There’s nothing like the feeling of dirt beneath your body. I feel it now as I look at this image. I’m brought back to the moment, lying on the forest floor, mosquitos buzzing around me, dirt and sticks and broken leaves that would stick to my hands, and arms, and any part of me that rested on the ground.
I miss these moments. These moments alone in the forest, pursuing creativity, even if it looks a little odd in the process.
I love the process. The process of generating new ideas, of sitting with those ideas to plan them out, of being in the woods and shooting alone with a camera, of following inspiration as it comes in the moment… And I love bringing those photos into Photoshop and creating something I couldn’t capture in our everyday world.

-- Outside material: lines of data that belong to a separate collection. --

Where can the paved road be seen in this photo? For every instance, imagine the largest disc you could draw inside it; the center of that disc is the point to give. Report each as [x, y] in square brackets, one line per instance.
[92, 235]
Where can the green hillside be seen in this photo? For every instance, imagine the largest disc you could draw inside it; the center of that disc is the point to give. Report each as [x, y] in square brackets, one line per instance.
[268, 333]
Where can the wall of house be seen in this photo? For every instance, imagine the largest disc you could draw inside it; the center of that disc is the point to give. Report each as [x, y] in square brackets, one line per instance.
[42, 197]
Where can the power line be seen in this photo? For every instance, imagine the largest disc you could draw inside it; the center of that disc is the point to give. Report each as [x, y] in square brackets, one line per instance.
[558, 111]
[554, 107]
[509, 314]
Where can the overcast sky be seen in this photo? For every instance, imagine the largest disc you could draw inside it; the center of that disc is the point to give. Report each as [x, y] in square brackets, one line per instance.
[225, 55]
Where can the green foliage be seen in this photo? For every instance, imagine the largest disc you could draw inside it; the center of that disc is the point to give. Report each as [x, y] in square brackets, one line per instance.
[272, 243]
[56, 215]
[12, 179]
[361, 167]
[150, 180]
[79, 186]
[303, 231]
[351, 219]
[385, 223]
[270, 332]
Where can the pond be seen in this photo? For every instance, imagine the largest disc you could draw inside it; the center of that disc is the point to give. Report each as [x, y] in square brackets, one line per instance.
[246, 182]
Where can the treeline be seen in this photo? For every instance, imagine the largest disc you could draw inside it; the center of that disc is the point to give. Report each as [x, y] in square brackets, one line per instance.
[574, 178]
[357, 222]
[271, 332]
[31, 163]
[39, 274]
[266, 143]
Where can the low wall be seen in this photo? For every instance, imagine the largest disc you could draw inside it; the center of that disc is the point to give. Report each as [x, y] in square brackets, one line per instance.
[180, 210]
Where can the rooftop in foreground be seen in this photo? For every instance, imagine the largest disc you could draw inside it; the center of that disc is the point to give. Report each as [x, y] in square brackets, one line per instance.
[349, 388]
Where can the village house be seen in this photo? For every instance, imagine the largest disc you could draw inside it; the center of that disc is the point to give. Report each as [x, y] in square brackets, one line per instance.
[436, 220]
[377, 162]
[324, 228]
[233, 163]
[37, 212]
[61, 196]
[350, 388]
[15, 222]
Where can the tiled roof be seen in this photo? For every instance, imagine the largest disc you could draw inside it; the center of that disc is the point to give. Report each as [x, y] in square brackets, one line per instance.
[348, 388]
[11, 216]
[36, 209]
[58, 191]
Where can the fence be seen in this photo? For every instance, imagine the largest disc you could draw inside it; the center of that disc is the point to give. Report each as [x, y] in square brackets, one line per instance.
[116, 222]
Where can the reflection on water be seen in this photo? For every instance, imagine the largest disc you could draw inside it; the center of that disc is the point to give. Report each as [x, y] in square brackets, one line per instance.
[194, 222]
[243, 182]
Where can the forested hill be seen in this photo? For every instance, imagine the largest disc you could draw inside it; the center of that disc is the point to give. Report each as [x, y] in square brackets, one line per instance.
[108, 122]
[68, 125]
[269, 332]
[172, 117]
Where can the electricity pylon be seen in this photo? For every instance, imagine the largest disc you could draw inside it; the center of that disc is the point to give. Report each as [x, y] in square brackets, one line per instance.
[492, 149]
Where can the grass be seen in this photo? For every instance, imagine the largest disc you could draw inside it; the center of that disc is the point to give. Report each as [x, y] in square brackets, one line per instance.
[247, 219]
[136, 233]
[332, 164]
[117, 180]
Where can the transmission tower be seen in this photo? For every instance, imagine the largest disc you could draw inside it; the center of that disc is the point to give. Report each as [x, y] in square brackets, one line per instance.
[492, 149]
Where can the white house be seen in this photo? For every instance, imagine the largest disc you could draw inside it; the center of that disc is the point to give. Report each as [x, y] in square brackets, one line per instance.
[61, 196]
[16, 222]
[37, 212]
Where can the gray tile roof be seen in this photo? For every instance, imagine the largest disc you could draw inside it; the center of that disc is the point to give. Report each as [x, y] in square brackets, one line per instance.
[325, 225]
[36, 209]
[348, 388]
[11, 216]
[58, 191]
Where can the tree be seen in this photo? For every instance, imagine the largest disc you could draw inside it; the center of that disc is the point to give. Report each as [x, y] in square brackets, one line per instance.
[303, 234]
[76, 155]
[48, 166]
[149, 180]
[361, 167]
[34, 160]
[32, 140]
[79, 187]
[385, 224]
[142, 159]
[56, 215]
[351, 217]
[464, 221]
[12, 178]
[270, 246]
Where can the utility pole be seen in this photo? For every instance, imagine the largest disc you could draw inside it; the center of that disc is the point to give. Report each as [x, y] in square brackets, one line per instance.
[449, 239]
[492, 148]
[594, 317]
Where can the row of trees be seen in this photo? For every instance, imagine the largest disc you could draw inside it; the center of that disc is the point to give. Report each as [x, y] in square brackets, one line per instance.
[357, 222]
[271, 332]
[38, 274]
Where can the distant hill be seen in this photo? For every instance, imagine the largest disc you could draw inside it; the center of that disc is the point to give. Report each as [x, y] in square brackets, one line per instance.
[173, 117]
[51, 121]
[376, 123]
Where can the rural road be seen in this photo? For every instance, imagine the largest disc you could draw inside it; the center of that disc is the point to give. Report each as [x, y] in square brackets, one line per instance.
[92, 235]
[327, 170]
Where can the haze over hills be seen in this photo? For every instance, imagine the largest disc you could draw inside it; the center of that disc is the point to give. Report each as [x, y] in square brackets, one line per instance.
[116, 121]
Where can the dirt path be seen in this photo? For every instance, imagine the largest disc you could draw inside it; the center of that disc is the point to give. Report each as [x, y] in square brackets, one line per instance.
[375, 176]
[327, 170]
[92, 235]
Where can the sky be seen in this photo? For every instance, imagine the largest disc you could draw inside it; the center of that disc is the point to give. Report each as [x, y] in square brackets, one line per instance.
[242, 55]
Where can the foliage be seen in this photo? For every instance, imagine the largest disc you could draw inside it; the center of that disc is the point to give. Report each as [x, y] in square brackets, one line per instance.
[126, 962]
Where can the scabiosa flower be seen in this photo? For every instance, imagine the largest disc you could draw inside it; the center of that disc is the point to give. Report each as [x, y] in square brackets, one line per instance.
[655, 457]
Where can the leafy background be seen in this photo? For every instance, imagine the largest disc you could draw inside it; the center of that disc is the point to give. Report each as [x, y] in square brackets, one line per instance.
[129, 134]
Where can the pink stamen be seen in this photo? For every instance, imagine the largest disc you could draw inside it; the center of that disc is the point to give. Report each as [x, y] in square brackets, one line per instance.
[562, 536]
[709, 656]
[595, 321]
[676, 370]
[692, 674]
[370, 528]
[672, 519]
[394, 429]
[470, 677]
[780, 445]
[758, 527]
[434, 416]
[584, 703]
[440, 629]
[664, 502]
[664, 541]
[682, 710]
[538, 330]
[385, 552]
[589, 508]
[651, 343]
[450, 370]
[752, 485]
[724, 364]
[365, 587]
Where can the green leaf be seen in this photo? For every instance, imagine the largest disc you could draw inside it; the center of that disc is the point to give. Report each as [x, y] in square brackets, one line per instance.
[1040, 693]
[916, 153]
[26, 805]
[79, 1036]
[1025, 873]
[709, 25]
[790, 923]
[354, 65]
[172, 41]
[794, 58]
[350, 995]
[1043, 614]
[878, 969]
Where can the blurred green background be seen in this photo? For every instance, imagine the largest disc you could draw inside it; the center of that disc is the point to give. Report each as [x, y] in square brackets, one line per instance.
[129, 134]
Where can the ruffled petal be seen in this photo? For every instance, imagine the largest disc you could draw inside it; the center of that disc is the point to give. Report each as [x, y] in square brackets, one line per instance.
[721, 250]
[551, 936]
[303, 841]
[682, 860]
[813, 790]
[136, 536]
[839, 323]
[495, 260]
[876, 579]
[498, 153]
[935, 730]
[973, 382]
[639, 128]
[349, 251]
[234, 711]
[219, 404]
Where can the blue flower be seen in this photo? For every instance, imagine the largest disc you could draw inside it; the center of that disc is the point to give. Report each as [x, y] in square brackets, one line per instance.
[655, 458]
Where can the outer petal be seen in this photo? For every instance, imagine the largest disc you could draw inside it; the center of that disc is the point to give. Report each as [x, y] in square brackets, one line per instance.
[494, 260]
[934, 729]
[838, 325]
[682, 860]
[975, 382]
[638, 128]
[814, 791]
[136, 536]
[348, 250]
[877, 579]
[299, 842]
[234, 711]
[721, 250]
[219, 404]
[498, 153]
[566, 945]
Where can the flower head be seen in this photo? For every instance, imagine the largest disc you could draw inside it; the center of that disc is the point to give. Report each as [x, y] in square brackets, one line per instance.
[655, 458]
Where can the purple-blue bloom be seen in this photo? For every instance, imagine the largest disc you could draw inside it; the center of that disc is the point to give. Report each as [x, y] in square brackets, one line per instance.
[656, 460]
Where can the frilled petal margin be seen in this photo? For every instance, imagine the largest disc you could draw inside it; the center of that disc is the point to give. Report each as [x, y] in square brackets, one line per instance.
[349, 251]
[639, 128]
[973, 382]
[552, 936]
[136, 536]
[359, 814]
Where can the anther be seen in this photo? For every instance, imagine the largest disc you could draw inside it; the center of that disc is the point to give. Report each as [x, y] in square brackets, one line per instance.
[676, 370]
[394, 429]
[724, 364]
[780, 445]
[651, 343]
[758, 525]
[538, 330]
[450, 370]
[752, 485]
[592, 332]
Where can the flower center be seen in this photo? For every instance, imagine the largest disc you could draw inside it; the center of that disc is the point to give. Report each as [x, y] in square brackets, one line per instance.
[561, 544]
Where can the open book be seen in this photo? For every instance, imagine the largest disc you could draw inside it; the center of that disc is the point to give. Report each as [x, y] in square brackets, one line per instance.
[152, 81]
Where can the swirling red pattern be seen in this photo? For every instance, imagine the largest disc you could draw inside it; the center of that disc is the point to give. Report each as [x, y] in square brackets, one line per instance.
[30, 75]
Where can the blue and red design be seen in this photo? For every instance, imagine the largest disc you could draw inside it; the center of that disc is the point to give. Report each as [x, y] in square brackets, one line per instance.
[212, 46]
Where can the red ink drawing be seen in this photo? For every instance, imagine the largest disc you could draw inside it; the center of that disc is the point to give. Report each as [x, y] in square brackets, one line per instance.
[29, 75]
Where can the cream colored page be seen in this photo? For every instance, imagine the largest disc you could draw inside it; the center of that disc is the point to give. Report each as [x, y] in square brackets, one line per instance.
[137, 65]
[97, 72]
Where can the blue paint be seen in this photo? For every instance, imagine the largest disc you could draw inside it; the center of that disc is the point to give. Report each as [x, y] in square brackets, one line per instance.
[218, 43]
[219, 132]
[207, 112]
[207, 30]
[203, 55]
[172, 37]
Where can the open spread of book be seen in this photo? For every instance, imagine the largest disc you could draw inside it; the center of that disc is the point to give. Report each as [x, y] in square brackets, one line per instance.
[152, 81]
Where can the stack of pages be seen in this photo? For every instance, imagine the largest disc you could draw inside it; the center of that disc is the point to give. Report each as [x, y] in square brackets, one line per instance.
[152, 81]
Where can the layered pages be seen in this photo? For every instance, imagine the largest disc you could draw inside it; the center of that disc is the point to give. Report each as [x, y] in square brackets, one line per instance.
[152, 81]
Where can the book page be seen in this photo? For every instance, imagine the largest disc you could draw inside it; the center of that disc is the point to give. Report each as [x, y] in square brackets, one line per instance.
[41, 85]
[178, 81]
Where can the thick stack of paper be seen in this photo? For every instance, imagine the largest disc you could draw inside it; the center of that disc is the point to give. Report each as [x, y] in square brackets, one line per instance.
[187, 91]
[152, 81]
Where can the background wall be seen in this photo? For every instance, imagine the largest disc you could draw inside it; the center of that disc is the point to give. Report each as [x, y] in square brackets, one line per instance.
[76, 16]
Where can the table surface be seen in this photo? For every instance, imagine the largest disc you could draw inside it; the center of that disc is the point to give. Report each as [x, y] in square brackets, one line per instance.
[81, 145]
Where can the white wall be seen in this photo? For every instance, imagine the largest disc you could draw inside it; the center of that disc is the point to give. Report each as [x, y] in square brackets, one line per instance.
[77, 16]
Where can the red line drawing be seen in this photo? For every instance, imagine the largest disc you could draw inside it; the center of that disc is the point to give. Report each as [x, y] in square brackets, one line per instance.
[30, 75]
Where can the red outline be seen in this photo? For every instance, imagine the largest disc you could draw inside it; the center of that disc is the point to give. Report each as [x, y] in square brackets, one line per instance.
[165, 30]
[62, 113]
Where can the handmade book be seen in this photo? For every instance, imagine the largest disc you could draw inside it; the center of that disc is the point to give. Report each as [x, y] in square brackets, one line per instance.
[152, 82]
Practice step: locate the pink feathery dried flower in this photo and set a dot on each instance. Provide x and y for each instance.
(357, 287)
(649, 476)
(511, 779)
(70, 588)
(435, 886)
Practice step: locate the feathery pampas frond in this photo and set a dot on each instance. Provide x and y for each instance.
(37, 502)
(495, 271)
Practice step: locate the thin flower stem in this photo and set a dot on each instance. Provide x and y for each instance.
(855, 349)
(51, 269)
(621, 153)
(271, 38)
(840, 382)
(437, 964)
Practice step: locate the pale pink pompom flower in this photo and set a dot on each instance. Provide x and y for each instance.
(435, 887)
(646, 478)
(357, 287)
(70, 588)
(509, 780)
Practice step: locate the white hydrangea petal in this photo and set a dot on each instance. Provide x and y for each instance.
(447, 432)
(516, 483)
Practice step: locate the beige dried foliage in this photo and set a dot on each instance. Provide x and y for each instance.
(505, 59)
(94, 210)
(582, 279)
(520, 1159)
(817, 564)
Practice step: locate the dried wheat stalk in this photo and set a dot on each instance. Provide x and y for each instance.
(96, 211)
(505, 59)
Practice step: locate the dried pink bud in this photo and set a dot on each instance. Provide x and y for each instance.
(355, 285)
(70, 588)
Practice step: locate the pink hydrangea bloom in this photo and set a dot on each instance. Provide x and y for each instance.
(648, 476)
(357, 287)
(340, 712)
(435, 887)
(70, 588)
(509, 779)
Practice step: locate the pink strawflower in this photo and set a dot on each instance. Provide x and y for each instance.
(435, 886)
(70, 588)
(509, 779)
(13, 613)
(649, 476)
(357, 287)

It’s been a long time since I’ve taken my camera out. I could give a laundry list of excuses, but none of them really matter.
Spring will be here soon. I can feel it. The air is getting warmer, birds are singing again, and there’s that distinctive scent of winter melting away.
I’m weary. But maybe that weariness should be an excuse to create, rather than to avoid it. Maybe you’ve felt it too. When life feels heavy, and you feel weighed down by a life that’s turned to dust, it’s hard to find the energy to put on a dress and trudge outside. But maybe it’s in the dirt that we come back to life.
I’ve never felt more alive than when I’m in nature. It’s been like that since I was a child. Roaming through the woods… being out on the water and walking on an abandoned swan’s nest… collecting rocks, and acorns, and fossils, and seashells… going hiking and expecting to sit on a cloud, and being severely disillusioned when I realized that was an impossibility. But just because something’s an impossibility in nature, doesn’t mean it’s an impossibility in our minds. And if we can imagine it, then through art, we can create it.
So I will create again in the dirt. It might not be today, but Spring’s coming, and with it, creation comes alive.